It's hard to say why, in one simple sentence, but there is every possibility we will be trying to get the girls into a tiny christian school, despite some reservations, and the very real chance that there will not be places available.
To be honest, I wonder myself how it has come to this, but I think it breaks down like this:
- Friends, associates, normal life - we just don't have them. The girls are normal, outgoing, friendly children, they WANT to be around other people. We on the other hand have tended to be a bit isolationist. I now regret that, and feel socially challenged at every turn. I don't want that for them (mind you, bear in mind that I went to school.) Homeschoolers repeatedly tell me that family comes first (but they have ten children, I have two) that as long as they have one good friend (they don't) and other children at church (zero) they'll be fine. That they don't need lots of friends. (No. But one would be nice.) Maybe in America, where christians and homeschoolers abound. But in this country? Where christians are in short supply and two home educators who think alike are even rarer? (see below)
- The passage of time ... we had this house on an agreed low rent while we 'did it up' for two years. To our horror, the rent review has just come around and the rent has gone up massively. Two years have gone. But that's OK, since we now have a fabulously made over house to live in, right? Wrong. We have decorated one room, and the kitchen is currently being redone. But what else happened? Like most home educators, we had to put education first and put life on hold. I don't regret that, but I'll turn fifty this year. I don't have forever.
- Kind of related - God's call on our life is clear(ish) to us - it has to do with living on the land, farming in a small way, bringing people out into creation and teaching and sharing skills,what most of you would call homesteading. We always believed that homeschooling was inextricably linked with that. Now it seems like it may be curtailing it?
- The hormone wars. The journeys into and out of the childbearing years of womanhood are tumultuous ones - at the moment, we have one of each going on, and one in the wings. It can be scary.
- Burn out. I feel all home edded out. I wonder if it's the year I've spent doing Ambleside? I never felt like this before. This is the one side road we have not yet fully explored - the one where we don't go to school, but we also don't do homeschool the way we have been doing.

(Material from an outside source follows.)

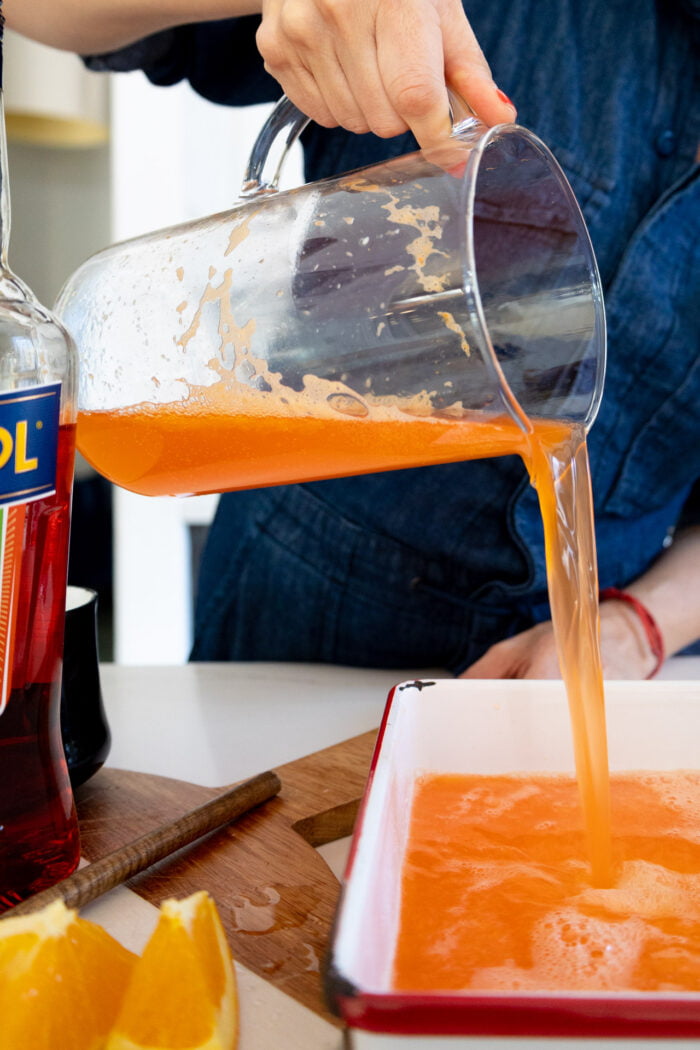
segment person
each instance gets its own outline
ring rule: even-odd
[[[606,290],[588,437],[608,677],[700,637],[697,0],[5,0],[92,68],[228,105],[285,91],[317,180],[440,141],[446,84],[553,150]],[[488,62],[487,62],[488,60]],[[193,659],[558,676],[536,497],[512,457],[224,495]],[[640,615],[641,611],[641,615]]]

- Disappointment. I have to say, and this is harsh, but true - home educators, both christian and not, have disappointed me beyond belief. The cliqueishness, the rudeness, the lack of consideration - I have stood there red faced while a particular mother talks over my daughter's head to invite another child to her precious drama group, saying 'oh do come, we would so like you to come' - leaving my poor daughter wondering what she has done wrong to be so totally, totally excluded. I have watched embarrassed as other mothers are invited to things, and I have eventually had to say 'er .. what's this about then?' only to be told grudgingly what's going on. We went yesterday to an event where one group of home edded children were positively herded by their parents to keep them away from our 'unknown' children. I am sick to my stomach with home educators. The worst offenders are 'christians'
- Disappointment #2. The Badman Report has brought out the worst in us. The bickering and mudslinging are offensive to me, and a poor example to my children.
However, whether there actually is a way out, is another matter.


2 comments:
Hi Jackie,
I'm sorry about your struggles and the hard times you have had with other home edders! We aren't all so difficult. I'm sorry we haven't been more of a support to you. You will not have any comments from me if you choose to put the kids in school - I have only commented in the past hoping you could find a solution as I thought you wanted to continue and were finding difficult to do so! I didn't understand all of the above. I still count you a friend and am here if you need to talk to someone! (((HUGS))) - Deedee
bless you dee dee, you're a good friend to have onside :D
Your idea was actually a good one - if we could overcome all the other stuff, childminding and home edding would work best. In fact, as it turns out, it looks like child minding and school are NOT going to work out.
It's still a jumble. Maybe I'll get over it, maybe they will. At the moment, we're all just down.